Department of Intensive Care and Cardiology (CERIC), Clinique Ambroise Paré, Neuilly-sur-Seine, France.
Sections of Cardiology and Critical Care, Cooper Medical School of Rowan University, Camden, NJ.
Chest. 2019 Aug;156(2):392-401. doi: 10.1016/j.chest.2019.03.020. Epub 2019 Mar 29.

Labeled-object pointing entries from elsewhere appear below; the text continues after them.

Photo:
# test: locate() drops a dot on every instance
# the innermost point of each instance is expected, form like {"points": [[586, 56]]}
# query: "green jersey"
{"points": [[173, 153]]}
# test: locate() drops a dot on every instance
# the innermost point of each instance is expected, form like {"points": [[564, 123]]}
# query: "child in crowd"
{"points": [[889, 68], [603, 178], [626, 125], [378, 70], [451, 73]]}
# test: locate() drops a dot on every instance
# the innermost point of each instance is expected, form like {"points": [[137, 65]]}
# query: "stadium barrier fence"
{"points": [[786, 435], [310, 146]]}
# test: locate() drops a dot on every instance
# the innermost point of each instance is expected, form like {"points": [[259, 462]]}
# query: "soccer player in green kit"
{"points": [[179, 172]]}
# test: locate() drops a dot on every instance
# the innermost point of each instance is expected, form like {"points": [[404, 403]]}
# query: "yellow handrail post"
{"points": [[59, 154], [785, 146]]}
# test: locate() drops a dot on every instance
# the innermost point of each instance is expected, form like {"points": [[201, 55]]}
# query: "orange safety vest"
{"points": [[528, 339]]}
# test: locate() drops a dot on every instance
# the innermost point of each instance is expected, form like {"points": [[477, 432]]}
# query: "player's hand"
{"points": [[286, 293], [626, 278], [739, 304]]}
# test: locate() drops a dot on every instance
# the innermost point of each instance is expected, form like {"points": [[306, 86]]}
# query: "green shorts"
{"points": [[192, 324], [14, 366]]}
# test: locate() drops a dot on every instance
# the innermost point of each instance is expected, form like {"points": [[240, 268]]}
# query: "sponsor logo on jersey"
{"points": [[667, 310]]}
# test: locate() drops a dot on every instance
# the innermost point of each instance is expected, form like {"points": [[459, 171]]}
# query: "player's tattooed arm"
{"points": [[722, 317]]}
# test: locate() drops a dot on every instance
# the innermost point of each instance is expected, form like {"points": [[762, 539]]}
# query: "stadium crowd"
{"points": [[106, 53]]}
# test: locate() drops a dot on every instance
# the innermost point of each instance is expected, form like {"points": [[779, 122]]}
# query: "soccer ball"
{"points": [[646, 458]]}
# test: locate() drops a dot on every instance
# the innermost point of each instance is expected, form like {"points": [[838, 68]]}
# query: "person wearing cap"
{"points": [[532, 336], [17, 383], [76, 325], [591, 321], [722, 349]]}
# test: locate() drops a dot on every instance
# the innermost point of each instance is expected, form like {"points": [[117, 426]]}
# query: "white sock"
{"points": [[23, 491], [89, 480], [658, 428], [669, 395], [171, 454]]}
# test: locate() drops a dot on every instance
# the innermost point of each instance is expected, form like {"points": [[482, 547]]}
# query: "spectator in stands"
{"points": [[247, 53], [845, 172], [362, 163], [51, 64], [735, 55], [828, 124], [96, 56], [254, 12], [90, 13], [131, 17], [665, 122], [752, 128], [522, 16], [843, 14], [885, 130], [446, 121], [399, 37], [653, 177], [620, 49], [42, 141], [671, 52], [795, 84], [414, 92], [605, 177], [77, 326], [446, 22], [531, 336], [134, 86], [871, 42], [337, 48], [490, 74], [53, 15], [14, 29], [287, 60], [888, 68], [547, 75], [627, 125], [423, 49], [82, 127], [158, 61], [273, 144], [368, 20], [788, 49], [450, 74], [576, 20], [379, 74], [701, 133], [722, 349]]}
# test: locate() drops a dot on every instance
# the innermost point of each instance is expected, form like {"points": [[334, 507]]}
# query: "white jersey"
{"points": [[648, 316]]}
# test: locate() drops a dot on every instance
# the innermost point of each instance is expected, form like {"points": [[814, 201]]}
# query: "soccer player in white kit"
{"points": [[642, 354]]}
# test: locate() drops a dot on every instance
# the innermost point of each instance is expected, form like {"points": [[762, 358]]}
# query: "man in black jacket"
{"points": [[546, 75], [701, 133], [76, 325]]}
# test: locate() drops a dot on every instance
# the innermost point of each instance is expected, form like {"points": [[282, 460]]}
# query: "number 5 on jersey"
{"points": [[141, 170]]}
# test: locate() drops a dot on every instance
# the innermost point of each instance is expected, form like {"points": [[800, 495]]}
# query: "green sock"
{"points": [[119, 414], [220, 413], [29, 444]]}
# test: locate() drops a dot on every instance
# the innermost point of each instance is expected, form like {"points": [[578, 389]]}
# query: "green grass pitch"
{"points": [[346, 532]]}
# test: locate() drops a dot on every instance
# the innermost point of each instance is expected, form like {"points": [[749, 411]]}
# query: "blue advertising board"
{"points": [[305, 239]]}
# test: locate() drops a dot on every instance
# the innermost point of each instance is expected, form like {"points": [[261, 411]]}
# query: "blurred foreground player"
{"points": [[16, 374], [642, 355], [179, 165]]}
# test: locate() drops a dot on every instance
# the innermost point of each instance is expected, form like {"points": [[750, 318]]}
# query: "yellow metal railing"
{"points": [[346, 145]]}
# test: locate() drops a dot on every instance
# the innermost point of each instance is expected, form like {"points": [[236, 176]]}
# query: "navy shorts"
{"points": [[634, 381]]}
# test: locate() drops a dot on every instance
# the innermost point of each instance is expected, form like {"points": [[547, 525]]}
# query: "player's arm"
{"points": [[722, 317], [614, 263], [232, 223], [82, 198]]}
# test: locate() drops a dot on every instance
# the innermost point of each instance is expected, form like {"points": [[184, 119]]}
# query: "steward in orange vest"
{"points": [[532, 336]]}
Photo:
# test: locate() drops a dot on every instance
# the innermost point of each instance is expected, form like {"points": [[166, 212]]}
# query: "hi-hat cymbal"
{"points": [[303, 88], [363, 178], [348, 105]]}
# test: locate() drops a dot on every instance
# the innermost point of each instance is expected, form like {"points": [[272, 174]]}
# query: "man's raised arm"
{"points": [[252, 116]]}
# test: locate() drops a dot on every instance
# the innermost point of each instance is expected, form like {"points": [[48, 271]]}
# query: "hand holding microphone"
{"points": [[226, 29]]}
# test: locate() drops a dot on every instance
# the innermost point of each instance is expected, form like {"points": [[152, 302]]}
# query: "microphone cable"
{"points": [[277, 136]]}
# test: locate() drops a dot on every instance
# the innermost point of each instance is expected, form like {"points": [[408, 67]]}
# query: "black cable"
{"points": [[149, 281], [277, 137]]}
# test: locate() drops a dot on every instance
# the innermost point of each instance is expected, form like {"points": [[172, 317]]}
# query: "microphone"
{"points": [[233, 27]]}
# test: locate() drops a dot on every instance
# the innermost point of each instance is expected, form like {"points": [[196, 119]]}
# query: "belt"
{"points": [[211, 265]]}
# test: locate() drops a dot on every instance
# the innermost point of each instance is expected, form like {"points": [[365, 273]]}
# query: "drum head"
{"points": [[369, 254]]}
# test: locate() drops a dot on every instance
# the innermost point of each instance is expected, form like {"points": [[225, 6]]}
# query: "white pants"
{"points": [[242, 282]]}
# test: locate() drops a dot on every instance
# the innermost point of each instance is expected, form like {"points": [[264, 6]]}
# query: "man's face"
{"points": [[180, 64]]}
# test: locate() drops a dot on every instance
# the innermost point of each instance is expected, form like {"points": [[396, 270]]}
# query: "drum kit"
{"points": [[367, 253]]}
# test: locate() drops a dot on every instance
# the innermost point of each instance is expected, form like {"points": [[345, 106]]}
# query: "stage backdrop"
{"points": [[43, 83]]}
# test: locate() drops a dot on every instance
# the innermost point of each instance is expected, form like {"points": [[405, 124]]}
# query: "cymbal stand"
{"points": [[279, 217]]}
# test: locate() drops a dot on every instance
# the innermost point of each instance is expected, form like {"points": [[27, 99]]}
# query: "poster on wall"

Scientific statements and publications have recommended the use of vasoconstrictors as the first-line pharmacologic choice for most cases of cardiogenic shock (CS), without the abundance of strong clinical evidence. One challenge of guidelines is that the way recommendations are stated can potentially lead to oversimplification of complex situations. Except for acute coronary syndrome with CS, in which maintenance of coronary perfusion pressure seems logical prior to revascularization, physiologic consequences of increasing afterload by use of vasoconstrictors should be analyzed. Changing the CS conceptual frame, emphasizing inflammation and other vasodilating consequences of prolonged CS, mixes causes and consequences. Moreover, the considerable interpatient differences regarding the initial cause of CS and subsequent consequences on both macro- and microcirculation, argue for a dynamic, step-by-step, personalized therapeutic strategy. In CS, vasoconstrictors should be used only after a reasoning process, a review of other possible options, and then should be titrated to reach a reasonable pressure target, while checking cardiac output and organ perfusion.
科学声明和出版物建议将血管收缩剂作为大多数心源性休克 (CS) 病例的一线药物选择,尽管缺乏大量的临床证据。指南的一个挑战是,建议的表述方式可能导致对复杂情况的过度简化。除了伴有 CS 的急性冠状动脉综合征外,在血运重建前似乎合理地保持冠状动脉灌注压,应分析使用血管收缩剂增加后负荷的生理后果。通过改变 CS 的概念框架,强调炎症和 CS 持续时间延长的其他血管舒张后果,将原因和后果混为一谈。此外,患者之间在 CS 的初始原因以及随后对宏观和微循环的影响方面存在很大差异,这支持采用动态、逐步和个性化的治疗策略。在心源性休克中,只有在经过推理过程、对其他可能选择进行审查后,才应使用血管收缩剂,然后应滴定至达到合理的压力目标,同时检查心输出量和器官灌注。